Brilliant! My company had a short spell in the very early 90's where we dabbled in 3D product visualization for clients with 3D Studio on DOS. At the time we were writing add-ons and engineering tools for Autodesk products and exploring other fields we could use our talents. While it never went that far for us commercially I still love to follow how the 3D modeling world has transformed since then. From 2-3 hour renders to 60 FPS today on MUCH more complex models... demos like this still get me excited.
Following the details link on youtube yields what wtracy found. Looking around the site, I managed to dig this [0] up, which, judging by the filename, will be used in their Siggraph talk. Unfortunately, it is still very brief and doesn't expand much on the preview. Here's [1] the paper that it references, which does give more detail about voxel rendering.

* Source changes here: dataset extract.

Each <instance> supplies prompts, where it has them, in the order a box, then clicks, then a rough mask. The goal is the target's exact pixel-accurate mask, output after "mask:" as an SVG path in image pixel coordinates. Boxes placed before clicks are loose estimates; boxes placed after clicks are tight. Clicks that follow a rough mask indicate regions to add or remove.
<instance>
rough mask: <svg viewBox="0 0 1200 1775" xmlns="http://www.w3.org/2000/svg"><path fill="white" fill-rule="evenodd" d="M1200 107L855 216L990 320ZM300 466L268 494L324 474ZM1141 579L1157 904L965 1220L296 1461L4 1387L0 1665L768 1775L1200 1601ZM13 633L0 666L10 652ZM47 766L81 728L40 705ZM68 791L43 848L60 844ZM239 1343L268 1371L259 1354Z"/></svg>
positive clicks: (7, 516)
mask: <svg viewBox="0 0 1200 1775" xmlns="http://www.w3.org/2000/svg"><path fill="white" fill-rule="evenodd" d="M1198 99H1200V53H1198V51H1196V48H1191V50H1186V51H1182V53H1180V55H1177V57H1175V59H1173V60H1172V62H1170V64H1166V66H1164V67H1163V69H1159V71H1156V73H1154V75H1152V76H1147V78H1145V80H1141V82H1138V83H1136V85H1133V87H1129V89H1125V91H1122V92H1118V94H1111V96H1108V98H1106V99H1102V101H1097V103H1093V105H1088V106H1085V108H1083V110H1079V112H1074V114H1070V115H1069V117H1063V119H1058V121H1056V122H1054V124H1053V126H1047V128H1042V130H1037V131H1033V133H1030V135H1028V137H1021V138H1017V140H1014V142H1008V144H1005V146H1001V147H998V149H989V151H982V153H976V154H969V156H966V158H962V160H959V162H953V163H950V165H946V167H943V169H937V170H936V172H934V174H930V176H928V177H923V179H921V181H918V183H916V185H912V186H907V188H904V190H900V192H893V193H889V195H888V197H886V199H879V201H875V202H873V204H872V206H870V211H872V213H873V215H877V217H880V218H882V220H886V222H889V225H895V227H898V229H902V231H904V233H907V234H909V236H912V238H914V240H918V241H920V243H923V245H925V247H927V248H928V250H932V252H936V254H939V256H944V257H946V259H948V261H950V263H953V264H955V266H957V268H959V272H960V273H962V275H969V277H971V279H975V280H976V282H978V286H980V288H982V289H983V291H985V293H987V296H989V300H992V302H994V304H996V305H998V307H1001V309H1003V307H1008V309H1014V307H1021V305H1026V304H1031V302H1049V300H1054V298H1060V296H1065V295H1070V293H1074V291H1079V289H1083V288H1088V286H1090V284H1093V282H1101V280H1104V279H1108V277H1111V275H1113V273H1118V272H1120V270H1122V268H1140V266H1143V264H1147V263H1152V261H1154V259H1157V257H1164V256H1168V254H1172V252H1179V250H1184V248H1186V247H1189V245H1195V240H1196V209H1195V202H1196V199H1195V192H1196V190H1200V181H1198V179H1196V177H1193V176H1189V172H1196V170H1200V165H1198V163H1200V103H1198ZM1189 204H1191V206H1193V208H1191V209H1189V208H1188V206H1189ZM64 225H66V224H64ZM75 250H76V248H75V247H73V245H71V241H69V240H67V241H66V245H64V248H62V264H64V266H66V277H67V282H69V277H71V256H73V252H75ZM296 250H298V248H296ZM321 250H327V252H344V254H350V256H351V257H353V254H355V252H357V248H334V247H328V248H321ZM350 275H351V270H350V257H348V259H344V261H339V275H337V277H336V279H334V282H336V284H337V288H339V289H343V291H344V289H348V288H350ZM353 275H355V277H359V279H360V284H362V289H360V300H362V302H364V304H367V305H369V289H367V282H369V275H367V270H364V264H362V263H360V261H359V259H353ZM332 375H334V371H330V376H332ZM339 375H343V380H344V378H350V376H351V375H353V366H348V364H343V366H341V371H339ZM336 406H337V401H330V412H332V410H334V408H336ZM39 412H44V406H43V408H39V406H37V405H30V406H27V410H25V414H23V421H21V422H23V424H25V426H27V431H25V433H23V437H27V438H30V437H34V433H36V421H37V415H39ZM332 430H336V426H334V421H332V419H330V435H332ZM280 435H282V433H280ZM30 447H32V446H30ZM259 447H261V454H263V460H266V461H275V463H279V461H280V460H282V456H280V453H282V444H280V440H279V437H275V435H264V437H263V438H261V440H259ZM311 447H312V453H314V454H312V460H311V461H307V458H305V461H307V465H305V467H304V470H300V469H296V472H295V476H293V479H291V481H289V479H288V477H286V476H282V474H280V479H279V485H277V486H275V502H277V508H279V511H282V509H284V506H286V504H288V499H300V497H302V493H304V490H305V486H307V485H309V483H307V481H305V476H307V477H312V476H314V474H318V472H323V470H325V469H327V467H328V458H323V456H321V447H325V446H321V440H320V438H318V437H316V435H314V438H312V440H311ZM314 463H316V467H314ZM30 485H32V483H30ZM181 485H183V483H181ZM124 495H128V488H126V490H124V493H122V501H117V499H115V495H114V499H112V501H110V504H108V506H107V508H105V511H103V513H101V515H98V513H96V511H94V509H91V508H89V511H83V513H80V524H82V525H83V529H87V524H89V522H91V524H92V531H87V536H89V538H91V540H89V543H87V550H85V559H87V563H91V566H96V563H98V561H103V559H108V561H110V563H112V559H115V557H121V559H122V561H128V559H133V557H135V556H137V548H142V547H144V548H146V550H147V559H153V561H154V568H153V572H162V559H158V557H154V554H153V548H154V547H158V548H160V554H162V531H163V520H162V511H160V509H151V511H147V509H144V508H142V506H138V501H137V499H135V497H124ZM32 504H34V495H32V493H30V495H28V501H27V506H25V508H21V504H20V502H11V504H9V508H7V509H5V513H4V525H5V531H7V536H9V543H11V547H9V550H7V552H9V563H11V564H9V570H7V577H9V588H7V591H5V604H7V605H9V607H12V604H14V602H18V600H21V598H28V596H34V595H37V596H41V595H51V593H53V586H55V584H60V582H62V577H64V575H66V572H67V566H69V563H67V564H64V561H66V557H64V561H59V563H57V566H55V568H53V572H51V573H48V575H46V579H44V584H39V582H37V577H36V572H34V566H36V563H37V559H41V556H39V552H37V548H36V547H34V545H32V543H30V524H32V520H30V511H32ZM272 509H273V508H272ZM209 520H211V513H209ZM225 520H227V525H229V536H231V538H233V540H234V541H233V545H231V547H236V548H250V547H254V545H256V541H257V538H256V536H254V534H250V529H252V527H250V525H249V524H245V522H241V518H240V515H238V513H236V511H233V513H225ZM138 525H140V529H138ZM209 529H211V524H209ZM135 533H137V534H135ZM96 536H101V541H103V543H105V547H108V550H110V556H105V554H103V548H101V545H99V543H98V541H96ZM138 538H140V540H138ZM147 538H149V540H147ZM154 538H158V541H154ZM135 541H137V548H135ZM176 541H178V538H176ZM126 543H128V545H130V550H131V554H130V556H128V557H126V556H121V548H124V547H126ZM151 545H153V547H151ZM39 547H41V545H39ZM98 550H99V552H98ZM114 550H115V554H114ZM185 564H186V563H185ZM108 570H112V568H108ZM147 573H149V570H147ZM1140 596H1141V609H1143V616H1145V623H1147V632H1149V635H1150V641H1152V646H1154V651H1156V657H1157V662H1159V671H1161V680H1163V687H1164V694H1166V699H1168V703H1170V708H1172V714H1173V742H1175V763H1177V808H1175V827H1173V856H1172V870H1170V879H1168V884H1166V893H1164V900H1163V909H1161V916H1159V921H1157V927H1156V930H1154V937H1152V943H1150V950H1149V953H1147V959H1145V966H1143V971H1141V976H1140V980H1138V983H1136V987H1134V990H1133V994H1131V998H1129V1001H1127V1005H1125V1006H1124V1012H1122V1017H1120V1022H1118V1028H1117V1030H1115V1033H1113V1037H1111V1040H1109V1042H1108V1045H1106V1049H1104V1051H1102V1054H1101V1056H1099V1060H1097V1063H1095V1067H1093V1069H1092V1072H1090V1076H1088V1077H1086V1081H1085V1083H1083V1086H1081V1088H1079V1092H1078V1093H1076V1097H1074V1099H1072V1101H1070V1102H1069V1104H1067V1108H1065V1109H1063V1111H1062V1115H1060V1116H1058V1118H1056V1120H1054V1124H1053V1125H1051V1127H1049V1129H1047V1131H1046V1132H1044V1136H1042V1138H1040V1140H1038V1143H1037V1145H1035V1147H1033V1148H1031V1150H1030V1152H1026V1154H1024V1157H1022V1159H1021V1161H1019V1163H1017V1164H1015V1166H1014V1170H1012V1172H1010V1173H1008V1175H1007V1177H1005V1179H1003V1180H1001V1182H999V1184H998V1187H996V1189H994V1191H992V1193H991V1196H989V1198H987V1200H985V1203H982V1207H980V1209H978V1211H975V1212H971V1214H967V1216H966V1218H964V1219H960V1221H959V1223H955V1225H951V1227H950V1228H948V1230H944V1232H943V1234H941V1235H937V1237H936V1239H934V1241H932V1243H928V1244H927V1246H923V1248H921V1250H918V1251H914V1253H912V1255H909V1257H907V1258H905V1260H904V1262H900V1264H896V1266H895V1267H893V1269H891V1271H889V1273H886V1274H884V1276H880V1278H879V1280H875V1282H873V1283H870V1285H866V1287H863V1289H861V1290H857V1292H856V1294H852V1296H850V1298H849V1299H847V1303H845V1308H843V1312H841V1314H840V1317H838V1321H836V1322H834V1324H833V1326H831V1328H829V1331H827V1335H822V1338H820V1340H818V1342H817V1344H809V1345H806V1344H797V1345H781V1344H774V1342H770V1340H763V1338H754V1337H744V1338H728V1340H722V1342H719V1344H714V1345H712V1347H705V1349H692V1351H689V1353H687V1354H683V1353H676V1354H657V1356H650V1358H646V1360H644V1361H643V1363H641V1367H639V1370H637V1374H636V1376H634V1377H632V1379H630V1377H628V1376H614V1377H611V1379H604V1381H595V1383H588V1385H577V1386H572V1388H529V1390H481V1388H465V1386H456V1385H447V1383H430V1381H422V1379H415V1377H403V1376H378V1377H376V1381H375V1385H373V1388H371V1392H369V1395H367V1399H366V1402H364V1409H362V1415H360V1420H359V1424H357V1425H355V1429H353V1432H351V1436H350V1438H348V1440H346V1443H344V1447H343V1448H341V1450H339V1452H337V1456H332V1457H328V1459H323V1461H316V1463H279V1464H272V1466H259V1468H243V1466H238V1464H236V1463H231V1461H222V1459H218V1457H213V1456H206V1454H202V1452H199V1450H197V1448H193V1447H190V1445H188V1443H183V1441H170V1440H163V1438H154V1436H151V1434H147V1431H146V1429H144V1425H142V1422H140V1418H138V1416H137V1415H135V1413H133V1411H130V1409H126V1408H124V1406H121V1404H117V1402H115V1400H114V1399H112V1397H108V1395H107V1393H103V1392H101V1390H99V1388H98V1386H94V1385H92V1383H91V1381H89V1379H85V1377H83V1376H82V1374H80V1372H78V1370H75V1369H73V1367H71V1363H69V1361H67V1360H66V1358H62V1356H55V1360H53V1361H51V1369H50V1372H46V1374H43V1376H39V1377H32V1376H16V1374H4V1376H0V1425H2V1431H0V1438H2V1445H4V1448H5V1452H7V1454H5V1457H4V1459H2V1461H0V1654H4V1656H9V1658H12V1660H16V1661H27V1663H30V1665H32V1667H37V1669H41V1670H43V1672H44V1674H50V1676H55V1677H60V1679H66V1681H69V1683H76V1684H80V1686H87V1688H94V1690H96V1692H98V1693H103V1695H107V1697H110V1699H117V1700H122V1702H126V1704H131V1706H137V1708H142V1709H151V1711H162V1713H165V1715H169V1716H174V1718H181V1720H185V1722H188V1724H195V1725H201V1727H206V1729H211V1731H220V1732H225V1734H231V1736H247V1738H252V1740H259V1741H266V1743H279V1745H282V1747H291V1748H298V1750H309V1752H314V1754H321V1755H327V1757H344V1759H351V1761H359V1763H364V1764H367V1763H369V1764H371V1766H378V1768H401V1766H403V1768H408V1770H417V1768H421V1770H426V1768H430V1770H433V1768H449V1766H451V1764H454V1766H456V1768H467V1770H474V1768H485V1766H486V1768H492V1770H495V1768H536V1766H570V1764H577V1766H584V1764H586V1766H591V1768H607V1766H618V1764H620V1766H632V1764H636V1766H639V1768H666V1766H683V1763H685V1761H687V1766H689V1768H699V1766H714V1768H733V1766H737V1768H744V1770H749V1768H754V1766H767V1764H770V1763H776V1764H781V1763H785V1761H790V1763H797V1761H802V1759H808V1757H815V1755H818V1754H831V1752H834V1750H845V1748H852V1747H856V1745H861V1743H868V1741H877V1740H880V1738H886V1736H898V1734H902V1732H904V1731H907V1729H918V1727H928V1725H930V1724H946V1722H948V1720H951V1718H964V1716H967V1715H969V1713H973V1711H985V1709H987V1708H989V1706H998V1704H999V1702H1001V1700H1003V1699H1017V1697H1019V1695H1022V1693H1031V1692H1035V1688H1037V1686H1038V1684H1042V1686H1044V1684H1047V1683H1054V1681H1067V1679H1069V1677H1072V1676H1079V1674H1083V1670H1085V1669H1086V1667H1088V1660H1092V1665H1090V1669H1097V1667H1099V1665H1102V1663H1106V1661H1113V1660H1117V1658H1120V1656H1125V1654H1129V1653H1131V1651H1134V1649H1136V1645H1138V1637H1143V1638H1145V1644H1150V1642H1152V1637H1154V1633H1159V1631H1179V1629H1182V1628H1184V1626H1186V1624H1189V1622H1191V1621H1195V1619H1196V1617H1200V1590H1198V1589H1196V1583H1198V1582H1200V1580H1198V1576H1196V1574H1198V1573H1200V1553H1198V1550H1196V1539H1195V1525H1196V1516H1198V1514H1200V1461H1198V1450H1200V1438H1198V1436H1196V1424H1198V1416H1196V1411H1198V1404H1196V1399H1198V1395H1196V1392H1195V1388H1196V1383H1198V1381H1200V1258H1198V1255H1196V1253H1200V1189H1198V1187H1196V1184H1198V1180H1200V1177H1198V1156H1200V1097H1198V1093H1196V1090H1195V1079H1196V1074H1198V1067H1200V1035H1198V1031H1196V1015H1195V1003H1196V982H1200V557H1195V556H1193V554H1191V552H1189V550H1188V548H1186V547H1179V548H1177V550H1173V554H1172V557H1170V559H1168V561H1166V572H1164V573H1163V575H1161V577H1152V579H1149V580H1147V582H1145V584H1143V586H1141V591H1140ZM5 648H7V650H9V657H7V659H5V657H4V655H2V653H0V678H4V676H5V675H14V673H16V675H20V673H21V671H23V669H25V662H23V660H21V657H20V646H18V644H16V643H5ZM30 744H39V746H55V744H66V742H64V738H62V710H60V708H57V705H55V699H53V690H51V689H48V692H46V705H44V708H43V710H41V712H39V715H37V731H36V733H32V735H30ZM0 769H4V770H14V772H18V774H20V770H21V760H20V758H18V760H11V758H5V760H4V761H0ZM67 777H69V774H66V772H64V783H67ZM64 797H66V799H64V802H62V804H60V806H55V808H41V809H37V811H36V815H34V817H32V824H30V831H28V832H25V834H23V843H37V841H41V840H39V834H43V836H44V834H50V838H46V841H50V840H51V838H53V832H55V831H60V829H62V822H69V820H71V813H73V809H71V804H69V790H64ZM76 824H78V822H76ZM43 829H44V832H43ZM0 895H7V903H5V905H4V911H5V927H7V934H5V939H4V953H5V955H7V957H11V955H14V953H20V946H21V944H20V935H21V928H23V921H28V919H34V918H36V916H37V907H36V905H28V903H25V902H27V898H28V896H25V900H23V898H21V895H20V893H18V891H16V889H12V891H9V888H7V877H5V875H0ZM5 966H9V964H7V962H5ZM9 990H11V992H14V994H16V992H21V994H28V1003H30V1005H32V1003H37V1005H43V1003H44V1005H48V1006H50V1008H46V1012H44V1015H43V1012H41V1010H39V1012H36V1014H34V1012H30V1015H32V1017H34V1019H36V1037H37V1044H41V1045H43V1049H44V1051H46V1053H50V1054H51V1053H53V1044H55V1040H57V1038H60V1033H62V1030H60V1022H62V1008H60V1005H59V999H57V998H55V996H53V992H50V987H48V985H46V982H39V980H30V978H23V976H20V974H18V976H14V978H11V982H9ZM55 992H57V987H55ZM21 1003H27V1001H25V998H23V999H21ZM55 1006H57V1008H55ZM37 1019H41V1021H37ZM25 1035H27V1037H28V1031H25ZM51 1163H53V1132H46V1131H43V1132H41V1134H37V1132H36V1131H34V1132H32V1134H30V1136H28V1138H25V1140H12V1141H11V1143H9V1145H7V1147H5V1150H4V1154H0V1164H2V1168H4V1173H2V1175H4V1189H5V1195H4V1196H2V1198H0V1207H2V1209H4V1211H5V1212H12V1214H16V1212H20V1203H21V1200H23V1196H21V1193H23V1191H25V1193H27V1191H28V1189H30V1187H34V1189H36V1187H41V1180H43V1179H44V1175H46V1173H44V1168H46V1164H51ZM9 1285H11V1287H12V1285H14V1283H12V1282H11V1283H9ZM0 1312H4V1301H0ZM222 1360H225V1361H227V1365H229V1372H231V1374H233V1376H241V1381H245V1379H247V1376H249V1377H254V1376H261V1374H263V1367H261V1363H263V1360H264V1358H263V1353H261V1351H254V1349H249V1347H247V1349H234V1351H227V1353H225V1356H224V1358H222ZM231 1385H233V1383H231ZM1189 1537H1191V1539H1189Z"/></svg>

Though I haven't looked very much into the techniques in voxel rendering, it seems animation, to this point, has been only a theoretical possibility and a huge setback. That Crassin et al. can achieve a reasonable framerate on such complex scenes struck me as a very big achievement. We'll probably have to wait a few more months for more details, though.
The information given is so utterly vague that I could be completely wrong, but: As far as I can tell, all their geometry is still polygon based. (I saw a few references to polygon counts in the video.) I believe that it is the lighting that is volumetric.
If I understand correctly, they use both in parallel: low resolution, animated voxels for the light map, and high resolution, detailed rasterized polygons for the final rendering pass.